The limitations of this study concern the quality of information, since it was based on secondary data from reports, mainly because it is an event of great magnitude, with incomplete data and non-standardization of its completion. The possible underreporting and under-registration of data ends up restricting the use of important variables to describe the sociodemographic and epidemiological profile, including the possibility of loss of cases resulting from inconclusive laboratory results. When analyzing self-reported information, accuracy may be compromised.

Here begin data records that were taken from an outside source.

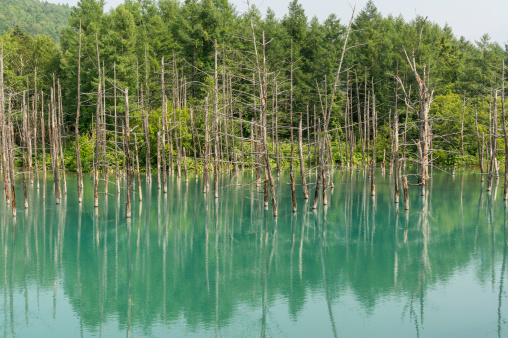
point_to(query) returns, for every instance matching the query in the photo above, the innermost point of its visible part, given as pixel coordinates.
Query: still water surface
(190, 265)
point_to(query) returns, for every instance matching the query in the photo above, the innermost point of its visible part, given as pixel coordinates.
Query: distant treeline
(34, 17)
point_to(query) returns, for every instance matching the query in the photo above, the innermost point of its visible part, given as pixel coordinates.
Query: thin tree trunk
(137, 166)
(302, 163)
(43, 132)
(145, 103)
(216, 127)
(127, 155)
(374, 127)
(76, 126)
(480, 147)
(24, 145)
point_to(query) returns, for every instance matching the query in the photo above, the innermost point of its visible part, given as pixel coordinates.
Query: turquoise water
(190, 265)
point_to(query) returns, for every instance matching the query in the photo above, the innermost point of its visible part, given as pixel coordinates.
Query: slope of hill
(33, 17)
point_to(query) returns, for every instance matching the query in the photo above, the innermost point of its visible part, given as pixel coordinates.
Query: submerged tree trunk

Considering the pandemic context, SIVEP-Gripe’s limitations are also faced with regard to the correction of duplications, the delay in updating the closure and the evolution of cases, in addition to health teams’ work overload, compromising the adequate operationalization of this information system. However, this does not invalidate the importance of using data from SIVEP-Gripe, as this system makes it possible to analyze the profile of serious cases of the disease in the country.

Thus, when comparing cases of infections with SARS symptoms in 2020 and 2021, it was possible to observe changes in the sociodemographic and clinical profile of individuals. Highlights include an increase in SARS in the 20-49 age group, a reduction in pre-existing health conditions, except obesity, changes in reported signs and symptoms, and a decrease in hospital admissions and ICU admissions. An increase in the prevalence of death and SARS reports due to COVID-19 was also observed. These changes may reflect the effect of different variants of SARS-CoV-2, which have emerged over time, associated with the fact that the population has incomplete or no immunization, contributing to greater chances of presenting more serious clinical conditions.

The set of clinical and sociodemographic information increases the current evidence, adding important data capable of benefiting the conduct of health professionals and hospital management, demonstrating the importance of an efficient system for reporting and monitoring health problems.